How important is correctness?
This is a raging debate in our industry today. I think the answer depends strongly on the kind of problem a developer is trying to solve: is the problem contracting or expanding? A contracting problem is well-defined, or has the potential to be well-defined with enough rigorous thought. An expanding problem cannot; as soon as you’ve defined “correct,” you’re wrong, because the context has changed.
A contracting problem: the more you think about it, the clearer it becomes. This includes anything you can define with math, or a stable specification: image conversion, what do you call it when you make files smaller for storage. There are others: ones we’ve solved so many times or used so many ways that they stabilize: web servers, grep. The problem space is inherently specified, or it has become well-defined over time.
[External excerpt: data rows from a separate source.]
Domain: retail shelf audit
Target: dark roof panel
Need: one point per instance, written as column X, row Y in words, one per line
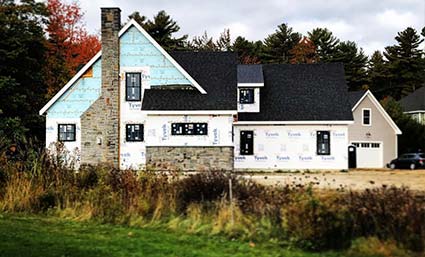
column 214, row 71
column 250, row 73
column 415, row 101
column 354, row 97
column 302, row 92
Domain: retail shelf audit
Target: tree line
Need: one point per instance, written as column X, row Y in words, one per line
column 44, row 44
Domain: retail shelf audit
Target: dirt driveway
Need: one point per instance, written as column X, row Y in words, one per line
column 354, row 179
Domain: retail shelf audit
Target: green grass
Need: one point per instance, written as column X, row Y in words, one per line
column 22, row 235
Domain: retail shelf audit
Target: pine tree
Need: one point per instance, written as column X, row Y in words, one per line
column 304, row 52
column 405, row 62
column 325, row 42
column 22, row 51
column 249, row 52
column 162, row 28
column 277, row 46
column 355, row 62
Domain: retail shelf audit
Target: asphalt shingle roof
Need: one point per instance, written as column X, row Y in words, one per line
column 415, row 101
column 250, row 73
column 302, row 92
column 216, row 72
column 354, row 97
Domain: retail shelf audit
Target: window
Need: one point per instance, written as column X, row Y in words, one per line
column 133, row 86
column 246, row 95
column 247, row 142
column 196, row 129
column 367, row 117
column 134, row 132
column 323, row 143
column 66, row 132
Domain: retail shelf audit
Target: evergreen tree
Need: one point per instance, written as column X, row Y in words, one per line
column 326, row 43
column 378, row 75
column 277, row 46
column 162, row 28
column 22, row 51
column 405, row 63
column 249, row 52
column 355, row 62
column 304, row 52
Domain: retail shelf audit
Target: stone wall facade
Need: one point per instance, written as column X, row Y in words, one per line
column 190, row 158
column 100, row 123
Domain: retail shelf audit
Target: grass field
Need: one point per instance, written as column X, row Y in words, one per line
column 47, row 236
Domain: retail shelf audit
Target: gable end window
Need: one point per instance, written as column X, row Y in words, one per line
column 196, row 129
column 246, row 95
column 134, row 132
column 66, row 132
column 133, row 86
column 367, row 114
column 247, row 142
column 323, row 143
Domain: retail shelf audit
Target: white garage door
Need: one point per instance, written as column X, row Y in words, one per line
column 369, row 154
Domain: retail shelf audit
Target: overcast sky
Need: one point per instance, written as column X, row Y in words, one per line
column 373, row 24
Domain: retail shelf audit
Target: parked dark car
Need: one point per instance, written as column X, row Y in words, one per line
column 408, row 161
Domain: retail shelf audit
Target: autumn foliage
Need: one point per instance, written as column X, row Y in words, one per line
column 69, row 44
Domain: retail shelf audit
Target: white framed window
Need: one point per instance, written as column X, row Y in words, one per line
column 366, row 117
column 246, row 95
column 66, row 132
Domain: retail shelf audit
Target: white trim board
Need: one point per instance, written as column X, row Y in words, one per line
column 380, row 109
column 134, row 23
column 307, row 122
column 207, row 112
column 250, row 84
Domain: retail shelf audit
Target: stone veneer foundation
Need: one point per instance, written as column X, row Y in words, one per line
column 190, row 158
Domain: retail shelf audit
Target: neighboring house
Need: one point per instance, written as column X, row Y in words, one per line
column 373, row 133
column 135, row 105
column 414, row 105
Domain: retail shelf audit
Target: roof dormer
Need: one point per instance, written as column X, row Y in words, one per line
column 250, row 80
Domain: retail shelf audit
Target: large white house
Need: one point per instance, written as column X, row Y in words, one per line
column 135, row 105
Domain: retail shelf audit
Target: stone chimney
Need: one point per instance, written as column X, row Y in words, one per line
column 100, row 123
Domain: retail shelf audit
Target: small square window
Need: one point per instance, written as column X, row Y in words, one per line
column 246, row 95
column 196, row 129
column 134, row 132
column 66, row 132
column 133, row 87
column 366, row 117
column 323, row 143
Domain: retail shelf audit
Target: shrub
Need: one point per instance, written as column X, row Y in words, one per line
column 317, row 223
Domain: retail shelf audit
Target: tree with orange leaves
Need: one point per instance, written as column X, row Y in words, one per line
column 69, row 44
column 304, row 52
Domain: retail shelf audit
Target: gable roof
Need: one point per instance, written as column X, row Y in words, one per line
column 415, row 101
column 215, row 71
column 355, row 96
column 129, row 24
column 250, row 73
column 378, row 106
column 302, row 92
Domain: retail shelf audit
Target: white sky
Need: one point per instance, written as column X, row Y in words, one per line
column 373, row 24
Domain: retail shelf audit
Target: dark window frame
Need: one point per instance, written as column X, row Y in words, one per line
column 249, row 150
column 66, row 132
column 186, row 131
column 250, row 100
column 127, row 87
column 321, row 140
column 142, row 128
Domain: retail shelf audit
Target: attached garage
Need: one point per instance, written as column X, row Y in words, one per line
column 369, row 154
column 373, row 133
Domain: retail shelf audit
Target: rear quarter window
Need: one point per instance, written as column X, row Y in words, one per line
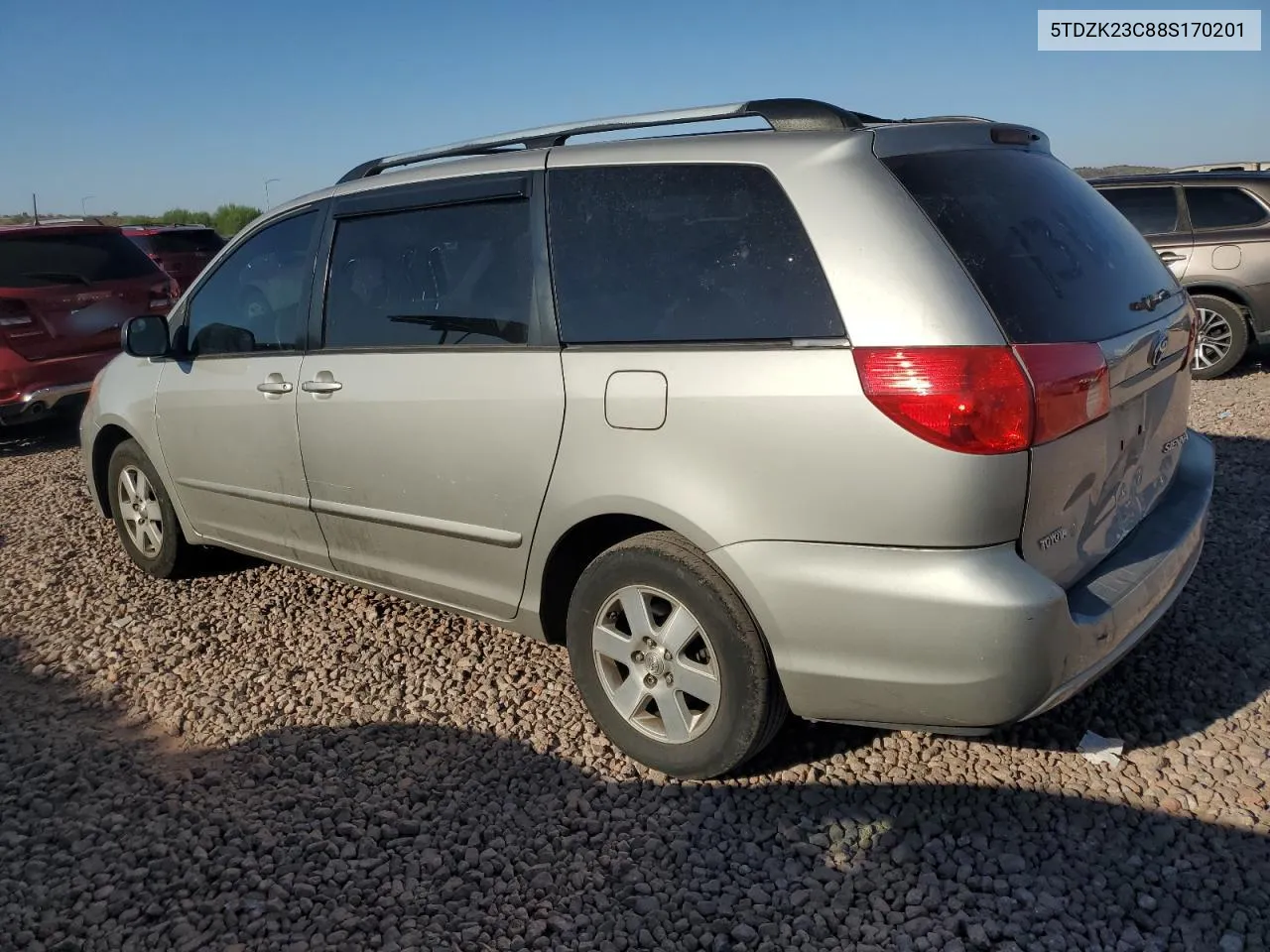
column 45, row 261
column 683, row 253
column 1051, row 257
column 1223, row 208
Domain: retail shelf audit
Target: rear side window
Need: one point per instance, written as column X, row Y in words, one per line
column 45, row 261
column 1153, row 211
column 186, row 241
column 1053, row 259
column 683, row 253
column 453, row 276
column 1223, row 208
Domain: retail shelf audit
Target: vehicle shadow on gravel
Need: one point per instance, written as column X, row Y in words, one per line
column 429, row 837
column 59, row 431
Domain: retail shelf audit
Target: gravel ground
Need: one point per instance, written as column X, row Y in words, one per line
column 264, row 760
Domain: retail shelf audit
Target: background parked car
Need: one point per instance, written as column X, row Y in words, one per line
column 64, row 291
column 1213, row 231
column 181, row 250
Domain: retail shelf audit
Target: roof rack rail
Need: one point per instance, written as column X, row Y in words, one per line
column 781, row 114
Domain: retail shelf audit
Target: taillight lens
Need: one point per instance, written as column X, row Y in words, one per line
column 987, row 400
column 1071, row 386
column 14, row 313
column 163, row 295
column 968, row 399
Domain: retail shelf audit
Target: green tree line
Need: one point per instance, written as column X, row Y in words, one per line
column 227, row 218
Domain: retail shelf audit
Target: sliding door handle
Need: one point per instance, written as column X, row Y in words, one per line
column 320, row 386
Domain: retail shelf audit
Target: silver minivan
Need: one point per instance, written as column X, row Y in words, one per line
column 876, row 421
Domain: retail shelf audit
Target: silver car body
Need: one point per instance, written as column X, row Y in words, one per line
column 897, row 583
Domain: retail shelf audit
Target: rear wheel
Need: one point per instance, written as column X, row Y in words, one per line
column 144, row 516
column 668, row 660
column 1223, row 336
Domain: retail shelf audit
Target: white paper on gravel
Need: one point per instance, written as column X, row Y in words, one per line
column 1100, row 751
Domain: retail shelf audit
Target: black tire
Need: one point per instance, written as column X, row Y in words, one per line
column 175, row 557
column 751, row 706
column 1238, row 325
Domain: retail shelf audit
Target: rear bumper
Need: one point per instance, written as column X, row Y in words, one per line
column 28, row 389
column 962, row 640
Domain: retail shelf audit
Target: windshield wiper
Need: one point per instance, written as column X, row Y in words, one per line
column 59, row 276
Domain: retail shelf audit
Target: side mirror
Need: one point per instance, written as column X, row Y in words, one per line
column 146, row 336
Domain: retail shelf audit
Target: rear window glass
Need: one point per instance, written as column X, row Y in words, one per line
column 45, row 261
column 1153, row 211
column 185, row 241
column 1051, row 257
column 683, row 253
column 1222, row 208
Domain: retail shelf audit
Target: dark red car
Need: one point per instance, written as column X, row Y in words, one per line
column 64, row 291
column 181, row 250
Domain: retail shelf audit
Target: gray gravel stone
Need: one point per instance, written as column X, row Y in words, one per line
column 259, row 758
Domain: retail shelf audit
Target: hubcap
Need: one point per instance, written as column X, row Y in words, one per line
column 657, row 664
column 1214, row 339
column 143, row 518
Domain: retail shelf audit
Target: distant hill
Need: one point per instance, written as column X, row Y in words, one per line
column 1096, row 172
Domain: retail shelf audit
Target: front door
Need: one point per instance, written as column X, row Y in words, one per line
column 431, row 414
column 226, row 411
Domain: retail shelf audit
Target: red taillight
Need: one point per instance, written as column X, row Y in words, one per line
column 987, row 400
column 163, row 295
column 969, row 399
column 1071, row 386
column 14, row 313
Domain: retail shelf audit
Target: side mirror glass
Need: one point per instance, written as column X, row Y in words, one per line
column 146, row 336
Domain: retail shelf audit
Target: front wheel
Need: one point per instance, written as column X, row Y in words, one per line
column 144, row 516
column 668, row 660
column 1222, row 339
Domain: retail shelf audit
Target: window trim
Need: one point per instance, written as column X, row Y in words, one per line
column 225, row 254
column 1182, row 223
column 413, row 197
column 783, row 343
column 1196, row 186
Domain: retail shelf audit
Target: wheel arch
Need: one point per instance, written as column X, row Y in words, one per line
column 111, row 433
column 567, row 543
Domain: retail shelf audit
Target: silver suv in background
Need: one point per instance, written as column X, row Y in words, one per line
column 1213, row 231
column 876, row 421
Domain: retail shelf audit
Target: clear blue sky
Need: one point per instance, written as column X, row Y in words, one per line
column 148, row 105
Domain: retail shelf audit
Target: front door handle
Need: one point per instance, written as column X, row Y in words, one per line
column 273, row 384
column 321, row 385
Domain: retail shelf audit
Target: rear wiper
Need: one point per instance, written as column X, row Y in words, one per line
column 1150, row 301
column 58, row 276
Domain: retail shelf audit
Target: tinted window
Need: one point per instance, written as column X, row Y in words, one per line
column 186, row 241
column 447, row 276
column 680, row 253
column 1153, row 211
column 1052, row 259
column 252, row 301
column 44, row 261
column 1222, row 208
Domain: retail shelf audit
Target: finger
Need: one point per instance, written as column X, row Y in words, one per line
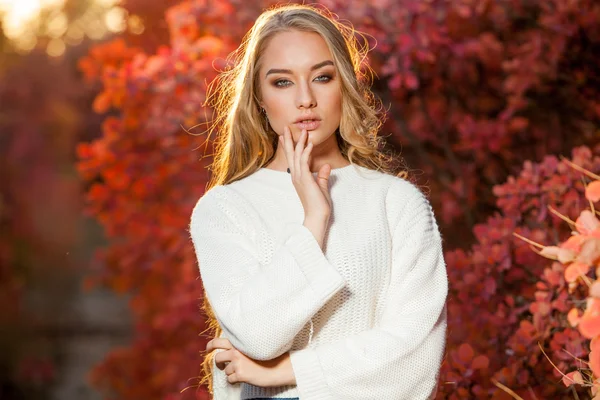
column 304, row 162
column 232, row 378
column 223, row 358
column 299, row 149
column 288, row 146
column 230, row 369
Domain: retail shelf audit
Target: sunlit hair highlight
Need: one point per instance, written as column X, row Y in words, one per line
column 245, row 142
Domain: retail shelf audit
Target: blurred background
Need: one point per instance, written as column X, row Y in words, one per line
column 492, row 103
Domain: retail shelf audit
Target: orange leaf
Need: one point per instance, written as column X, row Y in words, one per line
column 587, row 222
column 572, row 378
column 590, row 251
column 550, row 252
column 592, row 192
column 589, row 324
column 573, row 317
column 573, row 243
column 465, row 353
column 102, row 102
column 575, row 270
column 595, row 362
column 480, row 362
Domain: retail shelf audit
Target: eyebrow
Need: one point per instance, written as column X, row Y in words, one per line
column 287, row 71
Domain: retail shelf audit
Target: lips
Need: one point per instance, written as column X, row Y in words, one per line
column 308, row 124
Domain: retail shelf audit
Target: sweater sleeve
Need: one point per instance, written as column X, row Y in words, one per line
column 260, row 306
column 400, row 357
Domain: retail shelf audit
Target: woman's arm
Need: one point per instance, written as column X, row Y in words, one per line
column 261, row 307
column 401, row 356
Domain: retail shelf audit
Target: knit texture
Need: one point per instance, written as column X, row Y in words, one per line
column 374, row 296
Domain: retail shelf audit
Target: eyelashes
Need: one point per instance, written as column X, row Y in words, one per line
column 282, row 83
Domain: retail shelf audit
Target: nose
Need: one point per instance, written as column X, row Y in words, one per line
column 305, row 96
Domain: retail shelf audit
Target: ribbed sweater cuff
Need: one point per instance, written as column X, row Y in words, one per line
column 321, row 275
column 310, row 380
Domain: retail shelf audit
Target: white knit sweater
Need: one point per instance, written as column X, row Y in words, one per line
column 375, row 295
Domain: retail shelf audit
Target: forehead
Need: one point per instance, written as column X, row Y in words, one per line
column 295, row 50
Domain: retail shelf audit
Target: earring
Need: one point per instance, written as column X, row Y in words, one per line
column 266, row 119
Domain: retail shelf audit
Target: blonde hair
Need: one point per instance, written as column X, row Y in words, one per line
column 245, row 141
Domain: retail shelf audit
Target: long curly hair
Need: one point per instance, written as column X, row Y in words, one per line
column 245, row 142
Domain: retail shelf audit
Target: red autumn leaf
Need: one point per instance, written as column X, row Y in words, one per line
column 480, row 362
column 590, row 251
column 587, row 222
column 589, row 324
column 465, row 353
column 594, row 290
column 571, row 378
column 573, row 317
column 102, row 102
column 592, row 192
column 595, row 362
column 575, row 270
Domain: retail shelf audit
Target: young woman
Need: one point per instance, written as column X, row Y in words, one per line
column 322, row 269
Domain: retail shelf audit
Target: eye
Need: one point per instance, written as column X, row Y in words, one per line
column 327, row 78
column 279, row 82
column 285, row 82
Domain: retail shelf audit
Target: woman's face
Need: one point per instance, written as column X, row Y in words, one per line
column 298, row 81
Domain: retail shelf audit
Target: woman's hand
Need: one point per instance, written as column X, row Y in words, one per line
column 314, row 195
column 240, row 368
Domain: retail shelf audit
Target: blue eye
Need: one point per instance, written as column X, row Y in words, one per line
column 327, row 77
column 280, row 82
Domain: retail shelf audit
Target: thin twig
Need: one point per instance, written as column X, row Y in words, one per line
column 506, row 389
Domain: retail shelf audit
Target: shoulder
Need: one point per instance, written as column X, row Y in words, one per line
column 222, row 206
column 405, row 200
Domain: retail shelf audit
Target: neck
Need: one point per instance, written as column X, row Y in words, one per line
column 326, row 152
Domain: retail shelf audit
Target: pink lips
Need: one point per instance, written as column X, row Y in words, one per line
column 309, row 126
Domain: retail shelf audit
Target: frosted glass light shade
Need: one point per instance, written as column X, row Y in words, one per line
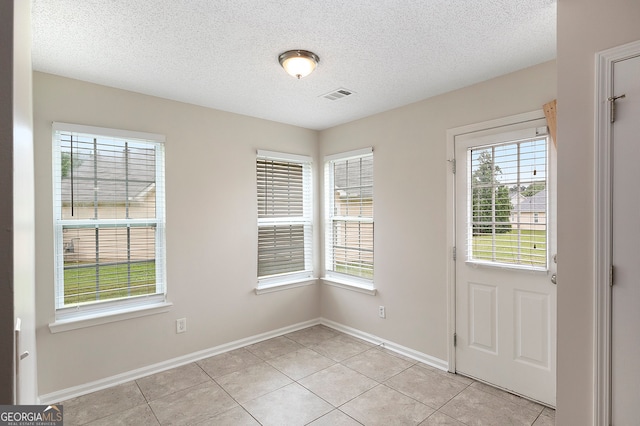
column 298, row 63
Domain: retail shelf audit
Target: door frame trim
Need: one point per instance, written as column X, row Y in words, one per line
column 451, row 213
column 604, row 62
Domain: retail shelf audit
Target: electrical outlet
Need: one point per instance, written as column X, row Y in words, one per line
column 181, row 325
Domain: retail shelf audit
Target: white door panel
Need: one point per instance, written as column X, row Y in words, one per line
column 625, row 308
column 505, row 313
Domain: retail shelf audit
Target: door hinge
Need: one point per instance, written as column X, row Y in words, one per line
column 612, row 106
column 611, row 276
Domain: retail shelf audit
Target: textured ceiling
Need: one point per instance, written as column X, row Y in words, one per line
column 223, row 54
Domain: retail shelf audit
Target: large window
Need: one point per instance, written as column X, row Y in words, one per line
column 284, row 218
column 109, row 219
column 508, row 203
column 349, row 213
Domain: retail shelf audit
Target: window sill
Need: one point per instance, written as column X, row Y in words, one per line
column 284, row 285
column 91, row 320
column 350, row 285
Correctness is possible here, because there is such a thing as “correct.” Programs are useful to many people, so correctness is worth effort. Use of such a program or library is freeing, it scales up the capacity of the industry as a whole, as this becomes something we don’t have to think about.
An expanding problem: the more you think about it, the more ways it can go. This includes pretty much all business software; we want our businesses to grow, so we want our software to do more and different things with time. It includes almost all software that interacts directly with humans. People change, culture changes, expectations get higher. I want my software to drive change in people, so it will need to change with us.
There is no complete specification here. No amount of thought and care can get this software perfect. It needs to be good enough, it needs to be safe enough, and it needs to be amenable to change. It needs to give us the chance to learn what the next definition of “good” might be.
Safety
I propose we change our aim for correctness to an aim for safety. Safety means, nothing terrible happens (for your business’s definition of terrible). Correctness is an extreme form of safety. Performance is a component of safety. Security is part of safety.
Tests don’t provide correctness, yet they do provide safety. They tell us that certain things aren’t broken yet. Process boundaries provide safety. Error handling, monitoring, everything we do to compensate for the inherent uncertainty of running software in production, all of these help enforce safety constraints.
In an expanding software system, business matters (like profit) determine what is “good enough” in an expanding system. Risk tolerance goes into what is “safe enough.” Optimizing for the future means optimizing our ability to change.
In a contracting solution, we can progress through degrees of safety toward correctness, optimal performance. Break out the formal specification, write great documentation.
Any piece of our expanding system that we can break out into a contracting problem space, win. We can solve it with rigor, even make it eligible for reuse.
For the rest of it – embrace uncertainty, keep the important parts working, and make the code readable so we can change it. In an expanding system, where tests are limited and limiting, documentation becomes more wrong every day, the code is the specification. Aim for change.